ABC News' Cecilia Vega, Carolyn Durand and Scott Shulman report:
WELLINGTON, New Zealand - With the sun finally peeking out of overcast skies, this tiny town of 28,000 residents will host the royal couple's first walkabout. Children and adults have been lining up since early this morning to catch a glimpse of the couple. Officials expect nearly a third of the town to give a rousing Kiwi welcome to the Duke and Duchess of Cambridge.
Prince William likely will see Blenheim's tribute to his mother. The Princess of Wales Memorial Bench is located centrally in Seymour Square.
"One of the things that William and Kate want to do on this tour is to meet as many members of the public as possible. Many ordinary members of the public. They don't want to be stuck in grand houses wearing fancy outfits. Wearing tiaras. They want to mingle with the ordinary New Zealand and Australian people," royal biographer Victoria Murphy told ABC News.
Prince William and Princess Kate will also get a personalized tour of the Omaka Heritage Aviation Center and its collection of World War I planes on the centennial anniversary of the war by New Zealand's most-famous son, "Hobbit" director Peter Jackson.
"There's always a huge interest in William and Kate as a couple," Murphy said. "People are fascinated by them. People are fascinated by Kate, she's glamorous, she's gorgeous. She has the story. She's come from a middle-class family to become the future queen of England."
William and Kate head back to a state reception tonight with the prime minister at Government House. The duchess will surely be looking stunning and likely adorned with jewels on loan from grandmother-in-law Queen Elizabeth II. Prince William will give a short speech before unveiling a portrait of his grandmother.
The duke and duchess have arranged the tour with stops from three principal destinations so they can spend as much time with their growing son as possible.

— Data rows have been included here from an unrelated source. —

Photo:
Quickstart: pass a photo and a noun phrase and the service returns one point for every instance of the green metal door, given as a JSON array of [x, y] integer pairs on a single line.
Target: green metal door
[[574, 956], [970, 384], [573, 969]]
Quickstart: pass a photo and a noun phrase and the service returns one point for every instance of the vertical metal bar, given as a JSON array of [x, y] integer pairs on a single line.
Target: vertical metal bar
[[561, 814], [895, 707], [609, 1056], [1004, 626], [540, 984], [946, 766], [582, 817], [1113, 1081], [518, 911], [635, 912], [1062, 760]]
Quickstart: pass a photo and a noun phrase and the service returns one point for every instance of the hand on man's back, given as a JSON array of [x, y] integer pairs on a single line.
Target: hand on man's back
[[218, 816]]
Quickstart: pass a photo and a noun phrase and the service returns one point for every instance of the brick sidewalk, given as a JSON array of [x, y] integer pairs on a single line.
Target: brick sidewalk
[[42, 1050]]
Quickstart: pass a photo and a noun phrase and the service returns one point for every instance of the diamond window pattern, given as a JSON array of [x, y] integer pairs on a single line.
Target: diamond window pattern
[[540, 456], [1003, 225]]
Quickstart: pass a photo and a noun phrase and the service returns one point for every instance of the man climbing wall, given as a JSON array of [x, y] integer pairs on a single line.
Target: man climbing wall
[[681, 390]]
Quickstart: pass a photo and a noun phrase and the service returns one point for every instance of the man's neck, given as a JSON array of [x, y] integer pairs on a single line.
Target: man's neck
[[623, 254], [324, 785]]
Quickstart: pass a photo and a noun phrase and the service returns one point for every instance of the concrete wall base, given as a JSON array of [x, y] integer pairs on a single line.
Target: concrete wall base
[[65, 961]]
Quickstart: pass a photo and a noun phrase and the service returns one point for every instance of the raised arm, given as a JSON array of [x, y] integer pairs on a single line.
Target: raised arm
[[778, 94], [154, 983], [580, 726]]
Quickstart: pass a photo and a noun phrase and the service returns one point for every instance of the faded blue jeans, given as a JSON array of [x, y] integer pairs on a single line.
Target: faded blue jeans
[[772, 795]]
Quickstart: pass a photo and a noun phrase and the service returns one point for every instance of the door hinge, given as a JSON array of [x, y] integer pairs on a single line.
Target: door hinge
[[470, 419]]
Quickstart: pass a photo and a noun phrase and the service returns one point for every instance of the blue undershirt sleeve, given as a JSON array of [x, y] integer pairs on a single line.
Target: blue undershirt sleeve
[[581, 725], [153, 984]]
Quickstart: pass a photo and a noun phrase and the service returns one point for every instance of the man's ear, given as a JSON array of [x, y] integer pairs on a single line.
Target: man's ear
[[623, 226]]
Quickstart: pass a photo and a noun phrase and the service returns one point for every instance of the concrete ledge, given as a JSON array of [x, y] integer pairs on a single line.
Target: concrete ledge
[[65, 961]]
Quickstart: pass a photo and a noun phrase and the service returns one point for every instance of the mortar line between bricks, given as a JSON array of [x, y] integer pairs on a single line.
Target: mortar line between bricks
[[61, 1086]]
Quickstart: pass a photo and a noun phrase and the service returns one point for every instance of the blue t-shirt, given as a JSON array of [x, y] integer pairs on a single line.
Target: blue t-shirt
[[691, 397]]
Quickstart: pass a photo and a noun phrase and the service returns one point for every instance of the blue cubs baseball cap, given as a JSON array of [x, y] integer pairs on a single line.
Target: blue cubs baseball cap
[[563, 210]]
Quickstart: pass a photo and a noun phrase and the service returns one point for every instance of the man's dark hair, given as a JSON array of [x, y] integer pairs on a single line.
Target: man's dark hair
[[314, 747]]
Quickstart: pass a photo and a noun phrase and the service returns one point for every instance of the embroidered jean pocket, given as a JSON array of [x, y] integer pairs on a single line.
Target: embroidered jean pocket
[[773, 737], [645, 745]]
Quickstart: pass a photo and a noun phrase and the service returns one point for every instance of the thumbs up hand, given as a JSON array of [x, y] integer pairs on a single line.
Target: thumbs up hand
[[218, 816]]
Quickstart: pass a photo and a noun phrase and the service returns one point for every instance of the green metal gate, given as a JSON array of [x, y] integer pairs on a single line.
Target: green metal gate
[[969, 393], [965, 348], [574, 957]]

William admitted Tuesday that he relishes daddy duty, something normal fathers do all around the world but not necessarily future kings. He prepares Prince George's nightly bottle and puts him to sleep
"William and Kate are trying as much as possible to give Prince George a normal upbringing," ABC News royal contributor and Daily Mirror Editor Victoria Murphy said.
William and Kate Tuesday chose to expose Baby George on the Royal crawlabout to other children his own age for his first official engagement, something unthinkable 30 years ago when William was here as a baby. But times have changed. And so too has the monarchy, especially with this young couple.
They've proven to New Zealanders that the royal trio is truly the family of the people: popular, relevant, at ease with their subjects. Proving this new generation of Windsors is truly modern with a new attitude about royal life. And the New Zealand people love them for it.